21. In this view, the only appellant whose conviction can be altered is Raghubir. In his case, the sentence of transportation for life has been awarded under Section 304, Penal Code. The conviction can be altered to Section 302, Penal Code, without altering the sentence as it is permissible to award a sentence of transportation for life under Section 302, Penal Code. As regards the remaining appellants, it is not possible to alter their convictions to Section 302, Penal Code, because such an alteration would necessarily involve enhancement of sentence. Consequently, the notice of enhancement has to be discharged altogether.

22. The learned Additional Assistant Government Advocate also made an alternative request that, since in this case there was a clear error of law by the learned Sessions Judge, we should send this case back for re-trial. Under the provisions of Section 423, Criminal P. C., in an appeal from a conviction, it is within the powers of this Court to set aside the conviction and sentence and to direct a re-trial. This power can be exercised whether the appellant invokes it or not. In this case, it is the counsel for the State who wants that this power should be exercised. In my opinion, however, a direction for a retrial in a case of this nature is not a proper course. The object of the retrial, as is clear from the position explained above, is that the appellants should be convicted for an offence under Section 302, Penal Code, and should be sentenced to a heavier punishment than that already awarded. A re-trial for such a purpose cannot, by any means, be considered to be in the interest of justice. If a re-trial is ordered under these circumstances, the result would be that the learned Sessions Judge, in deference to the view expressed by us in our judgment, would, in all probability, convict all the appellants, apply Section 302, Penal Code, to all of them and pass a much more severe sentence than has already been passed. Proceedings of this nature would not be in the interest of justice The fresh trial cannot possibly be a proper judicial trial where the Court could (not ?) be expected to exercise its own independent judgment uninfluenced by views expressed in any previous proceedings. It is true that a serious error of law has been committed by the learned Sessions Judge. But it is unfortunate that the proper remedy for correcting such an error has not been sought. The proper remedy in such cases is an appeal by the State. If there had been an appeal under Section 417, Criminal P. C., we could have granted both the requests made on behalf of the State of altering the conviction as well as enhancing the sentence. This remedy, which the law intended should be sought by means of an appeal under Section 417, Criminal P. C., should not, in my opinion, be granted by the round about course of directing a re-trial which, it is obvious, cannot be expected to be a proper, fair and judicial trial. The request for a re-trial must also, therefore, be refused.

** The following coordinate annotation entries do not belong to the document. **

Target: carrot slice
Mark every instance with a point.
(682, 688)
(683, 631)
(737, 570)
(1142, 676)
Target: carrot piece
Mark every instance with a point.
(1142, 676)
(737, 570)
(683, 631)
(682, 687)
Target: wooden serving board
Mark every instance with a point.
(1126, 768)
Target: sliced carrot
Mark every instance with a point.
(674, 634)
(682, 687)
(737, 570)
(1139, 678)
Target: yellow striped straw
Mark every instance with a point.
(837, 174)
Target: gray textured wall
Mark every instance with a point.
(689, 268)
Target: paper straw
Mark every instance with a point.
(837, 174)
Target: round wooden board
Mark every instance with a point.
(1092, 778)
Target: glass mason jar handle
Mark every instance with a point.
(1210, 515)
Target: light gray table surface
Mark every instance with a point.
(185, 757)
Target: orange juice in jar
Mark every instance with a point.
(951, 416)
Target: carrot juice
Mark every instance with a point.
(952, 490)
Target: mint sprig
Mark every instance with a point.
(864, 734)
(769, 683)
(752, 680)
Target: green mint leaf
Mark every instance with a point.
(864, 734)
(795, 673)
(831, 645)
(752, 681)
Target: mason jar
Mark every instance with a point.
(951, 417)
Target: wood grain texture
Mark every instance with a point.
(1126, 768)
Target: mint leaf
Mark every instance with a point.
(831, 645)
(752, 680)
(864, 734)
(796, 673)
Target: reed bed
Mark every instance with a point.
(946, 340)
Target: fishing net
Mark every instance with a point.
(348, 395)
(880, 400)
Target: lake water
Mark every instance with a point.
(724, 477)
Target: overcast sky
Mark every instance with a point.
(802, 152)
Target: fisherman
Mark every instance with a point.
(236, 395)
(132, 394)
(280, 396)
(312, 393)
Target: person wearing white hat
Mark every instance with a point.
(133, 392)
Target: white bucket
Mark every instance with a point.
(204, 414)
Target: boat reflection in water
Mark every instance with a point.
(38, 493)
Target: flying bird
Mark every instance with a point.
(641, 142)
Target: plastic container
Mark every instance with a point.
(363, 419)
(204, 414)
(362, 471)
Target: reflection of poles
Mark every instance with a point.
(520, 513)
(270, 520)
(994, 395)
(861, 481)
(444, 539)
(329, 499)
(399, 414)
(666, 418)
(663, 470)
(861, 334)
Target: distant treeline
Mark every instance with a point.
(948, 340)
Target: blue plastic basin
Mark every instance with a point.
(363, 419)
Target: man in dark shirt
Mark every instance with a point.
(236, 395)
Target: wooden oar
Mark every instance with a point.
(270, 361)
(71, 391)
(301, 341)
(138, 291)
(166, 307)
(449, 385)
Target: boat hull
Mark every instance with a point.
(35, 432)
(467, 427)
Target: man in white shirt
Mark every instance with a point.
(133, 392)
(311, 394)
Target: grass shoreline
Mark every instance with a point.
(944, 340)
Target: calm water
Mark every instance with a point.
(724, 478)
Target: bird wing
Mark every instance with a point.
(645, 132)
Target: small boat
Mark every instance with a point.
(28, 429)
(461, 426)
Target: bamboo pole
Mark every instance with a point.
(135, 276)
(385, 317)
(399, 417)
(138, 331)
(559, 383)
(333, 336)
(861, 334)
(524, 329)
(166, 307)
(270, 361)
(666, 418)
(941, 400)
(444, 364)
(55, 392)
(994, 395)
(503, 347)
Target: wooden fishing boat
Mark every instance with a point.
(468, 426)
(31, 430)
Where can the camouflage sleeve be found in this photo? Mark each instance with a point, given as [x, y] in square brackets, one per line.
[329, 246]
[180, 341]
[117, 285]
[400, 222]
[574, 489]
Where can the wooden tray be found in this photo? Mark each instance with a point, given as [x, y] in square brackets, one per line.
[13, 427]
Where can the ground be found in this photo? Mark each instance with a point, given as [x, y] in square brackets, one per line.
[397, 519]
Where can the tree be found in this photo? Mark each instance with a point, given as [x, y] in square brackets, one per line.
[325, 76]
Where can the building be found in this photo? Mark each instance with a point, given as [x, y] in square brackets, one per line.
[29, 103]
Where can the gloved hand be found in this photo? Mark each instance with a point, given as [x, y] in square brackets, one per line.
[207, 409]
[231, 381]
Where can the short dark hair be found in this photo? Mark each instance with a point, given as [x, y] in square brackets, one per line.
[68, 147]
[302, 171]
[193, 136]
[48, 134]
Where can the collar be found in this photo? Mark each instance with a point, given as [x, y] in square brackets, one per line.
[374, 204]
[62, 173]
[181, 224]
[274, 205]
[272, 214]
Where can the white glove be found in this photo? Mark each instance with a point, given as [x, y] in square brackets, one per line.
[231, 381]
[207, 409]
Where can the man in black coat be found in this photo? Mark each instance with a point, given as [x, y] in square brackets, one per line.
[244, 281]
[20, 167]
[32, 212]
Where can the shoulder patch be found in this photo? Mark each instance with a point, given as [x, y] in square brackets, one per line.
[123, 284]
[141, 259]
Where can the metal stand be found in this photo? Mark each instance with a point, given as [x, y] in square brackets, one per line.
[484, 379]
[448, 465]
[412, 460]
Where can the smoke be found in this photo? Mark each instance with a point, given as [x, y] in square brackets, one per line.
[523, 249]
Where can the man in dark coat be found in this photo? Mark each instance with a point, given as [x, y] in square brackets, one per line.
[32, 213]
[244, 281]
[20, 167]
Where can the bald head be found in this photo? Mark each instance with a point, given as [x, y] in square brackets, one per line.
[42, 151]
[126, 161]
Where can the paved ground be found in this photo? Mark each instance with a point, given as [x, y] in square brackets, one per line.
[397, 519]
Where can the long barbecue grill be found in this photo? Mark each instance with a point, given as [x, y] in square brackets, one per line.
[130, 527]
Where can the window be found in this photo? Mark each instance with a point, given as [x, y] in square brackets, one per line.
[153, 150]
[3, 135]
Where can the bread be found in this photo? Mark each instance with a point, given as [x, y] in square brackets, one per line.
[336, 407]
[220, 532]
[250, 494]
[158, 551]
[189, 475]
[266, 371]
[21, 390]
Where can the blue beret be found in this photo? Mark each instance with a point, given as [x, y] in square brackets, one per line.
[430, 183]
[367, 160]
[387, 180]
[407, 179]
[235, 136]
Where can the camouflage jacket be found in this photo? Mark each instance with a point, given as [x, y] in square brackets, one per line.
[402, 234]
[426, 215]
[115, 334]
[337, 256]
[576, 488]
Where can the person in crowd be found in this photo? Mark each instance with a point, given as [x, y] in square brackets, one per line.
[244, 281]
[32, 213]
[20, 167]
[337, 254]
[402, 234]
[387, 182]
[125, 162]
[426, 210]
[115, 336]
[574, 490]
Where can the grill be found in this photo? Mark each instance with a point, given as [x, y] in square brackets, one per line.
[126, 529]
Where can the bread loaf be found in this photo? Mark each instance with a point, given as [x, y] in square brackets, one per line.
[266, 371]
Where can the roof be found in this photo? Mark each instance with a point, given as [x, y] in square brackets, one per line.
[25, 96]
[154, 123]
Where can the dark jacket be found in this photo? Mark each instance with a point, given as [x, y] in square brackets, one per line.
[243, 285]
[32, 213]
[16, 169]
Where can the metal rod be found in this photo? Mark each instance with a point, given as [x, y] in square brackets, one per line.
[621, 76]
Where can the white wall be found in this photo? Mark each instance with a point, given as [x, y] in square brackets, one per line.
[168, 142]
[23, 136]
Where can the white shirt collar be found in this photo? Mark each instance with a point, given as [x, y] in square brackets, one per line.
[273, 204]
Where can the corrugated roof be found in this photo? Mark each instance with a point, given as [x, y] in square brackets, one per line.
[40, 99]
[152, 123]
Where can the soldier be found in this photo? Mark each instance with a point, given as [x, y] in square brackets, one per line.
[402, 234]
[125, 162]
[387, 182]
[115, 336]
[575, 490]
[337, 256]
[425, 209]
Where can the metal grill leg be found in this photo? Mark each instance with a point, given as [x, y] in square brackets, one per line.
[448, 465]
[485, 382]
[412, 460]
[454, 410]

23. Consequently, I would dismiss the appeal with the amendment that the conviction of Raghubir appellant for an offence under Section 304, Penal Code, be substituted by a conviction for the offence under Section 302, Penal Code, and would discharge notice of enhancement of sentence against all the appellants.

24. By the Court.--The appeal of the appellants is dismissed with the amendment that the conviction of Raghubir appellant under Section 304, Penal Code, is substituted by a conviction under Section 302, Penal Code, and he shall undergo the sentence of transportation for life. The nine appellants who are on bail shall surrender to their bails to undergo the remaining portions of their sentences. The notice issued by this Court is discharged.